A new whitepaper that Microsoft researchers are set to present at a conference next month sheds more light on Microsoft's back-end cloud infrastructure.
The paper, entitled, "SCOPE: Easy and Efficient Parallel Processing of Massive Data Sets," details a new declarative scripting language that is optimized for storing and analyzing massive data sets (like search logs and click streams) that are key to cloud-scale service architectures. SCOPE, or Structure Computations Optimized for Parallel Execution, is the name of the language.
According to the paper -- which Microsoft is on tap to present at the VLDB 2008 conference in late August -- SCOPE doesn't require explicit parallelism, but it will be "amenable to efficient parallel execution" across large clusters. SCOPE is like SQL, but with C# extensions, the paper says.
I found the new whitepaper via a blog link from Greg Linden, an employee of Microsoft's Live Labs. Linden blogged:
"Scope is similar to Yahoo's Pig, which is a higher level language on top of Hadoop, or Google's Sawzall, which is a higher level language on top of MapReduce. But, where Pig focuses on and advocates a more imperative programming style, Scope looks much more like SQL."
Reading through the paper, I noticed an explanation of how SCOPE fits in with Cosmos, Microsoft's back-end storage layer that currently powers Live Search and other Microsoft services. The SCOPE whitepaper sheds more light on what Cosmos is and how it works. From the paper:
"Microsoft has developed a distributed computing platform, called Cosmos, for storing and analyzing massive data sets. Cosmos is designed to run on large clusters consisting of thousands of commodity servers. Disk storage is distributed with each server having one or more direct-attached disks."

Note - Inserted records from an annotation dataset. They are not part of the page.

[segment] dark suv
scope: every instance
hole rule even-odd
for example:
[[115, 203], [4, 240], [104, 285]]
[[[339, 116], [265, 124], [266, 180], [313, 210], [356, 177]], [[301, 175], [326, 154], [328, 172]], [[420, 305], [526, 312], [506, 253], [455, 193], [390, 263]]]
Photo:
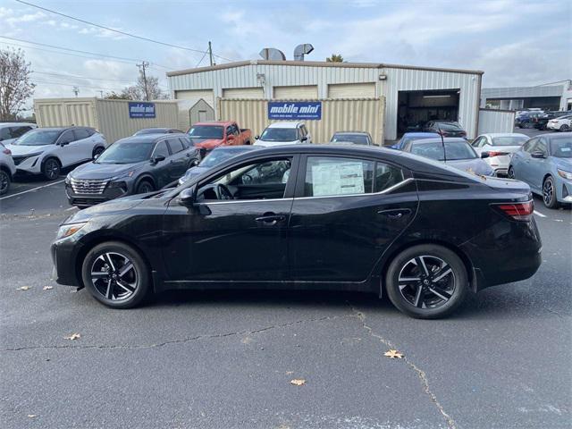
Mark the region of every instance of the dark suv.
[[185, 134], [145, 134], [116, 141], [65, 178], [70, 204], [87, 207], [144, 194], [177, 181], [198, 159]]

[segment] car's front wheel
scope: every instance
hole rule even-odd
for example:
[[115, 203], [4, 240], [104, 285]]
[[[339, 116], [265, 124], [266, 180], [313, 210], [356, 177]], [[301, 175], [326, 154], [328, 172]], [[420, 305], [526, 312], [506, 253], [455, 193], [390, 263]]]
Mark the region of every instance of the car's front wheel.
[[106, 241], [89, 250], [81, 265], [81, 278], [91, 295], [112, 308], [137, 307], [151, 290], [144, 259], [119, 241]]
[[557, 208], [558, 199], [556, 199], [556, 188], [554, 187], [554, 179], [548, 176], [543, 183], [543, 202], [548, 208]]
[[442, 246], [423, 244], [398, 255], [389, 266], [386, 291], [412, 317], [435, 319], [454, 311], [468, 292], [463, 261]]

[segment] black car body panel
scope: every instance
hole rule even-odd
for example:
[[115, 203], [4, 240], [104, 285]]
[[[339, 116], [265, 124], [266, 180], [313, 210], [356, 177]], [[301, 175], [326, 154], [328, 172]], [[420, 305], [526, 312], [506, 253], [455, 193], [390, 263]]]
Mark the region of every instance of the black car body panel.
[[[314, 156], [391, 164], [402, 169], [403, 180], [377, 193], [303, 197], [306, 158]], [[230, 169], [282, 157], [291, 167], [281, 198], [193, 206], [178, 199], [181, 189], [201, 189]], [[241, 186], [238, 192], [253, 195], [264, 189]], [[52, 255], [57, 282], [79, 287], [87, 249], [122, 240], [144, 256], [156, 291], [240, 286], [381, 294], [384, 270], [395, 255], [414, 244], [436, 243], [460, 257], [477, 290], [527, 278], [540, 266], [534, 218], [517, 221], [494, 206], [530, 198], [520, 181], [476, 177], [391, 149], [284, 146], [233, 157], [173, 190], [80, 211], [64, 223], [87, 223], [56, 240]]]

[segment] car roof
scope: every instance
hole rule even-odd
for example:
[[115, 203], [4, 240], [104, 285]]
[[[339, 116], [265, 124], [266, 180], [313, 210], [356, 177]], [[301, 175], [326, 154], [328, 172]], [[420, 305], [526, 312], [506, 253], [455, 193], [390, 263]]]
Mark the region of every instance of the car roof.
[[273, 122], [268, 125], [266, 128], [298, 128], [303, 124], [299, 121], [282, 121], [281, 122]]

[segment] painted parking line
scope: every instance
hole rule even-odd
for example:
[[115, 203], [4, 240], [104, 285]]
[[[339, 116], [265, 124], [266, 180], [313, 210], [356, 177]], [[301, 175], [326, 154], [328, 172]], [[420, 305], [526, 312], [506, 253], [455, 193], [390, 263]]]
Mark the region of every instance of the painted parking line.
[[18, 192], [16, 194], [12, 194], [12, 195], [8, 195], [6, 197], [3, 197], [3, 198], [0, 198], [0, 201], [3, 200], [3, 199], [11, 198], [12, 197], [16, 197], [18, 195], [27, 194], [28, 192], [32, 192], [34, 190], [41, 189], [42, 188], [47, 188], [48, 186], [57, 185], [58, 183], [62, 183], [63, 181], [65, 181], [65, 179], [63, 179], [62, 181], [54, 181], [53, 183], [48, 183], [47, 185], [38, 186], [37, 188], [32, 188], [31, 189], [22, 190], [21, 192]]

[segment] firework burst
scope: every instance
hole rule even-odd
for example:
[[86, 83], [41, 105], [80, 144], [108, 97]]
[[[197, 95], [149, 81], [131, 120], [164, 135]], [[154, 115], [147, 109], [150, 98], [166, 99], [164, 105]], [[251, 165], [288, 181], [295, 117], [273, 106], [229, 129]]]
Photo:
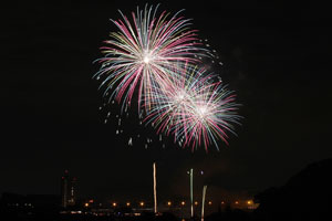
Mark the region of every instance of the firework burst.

(A loosely-coupled aside: I wonder if Pat Helland's decision to move to the SQL team at Microsoft has any connection to all of this. Helland's expertise is in big-picture strategy around transactional and parallel processing, as well as service-oriented architectures.)
Increasingly, all of Microsoft's future strategies and products finally seem to be converging. More teams are thinking about parallel/distributed/multicore computing, with the experimental Windows successor code-named Midori being just the most recent of many examples. More Microsoft products are seemingly being designed with modeling in mind from the get-go.
Maybe Chief Software Architect Ray Ozzie's campaign to break "drive alignment" across the various Microsoft product groups is finally taking root.... Or maybe it's simply that cloud computing, to be truly scalable, must be built to work across increasingly large networks of distributed systems. Or maybe it's a little of both....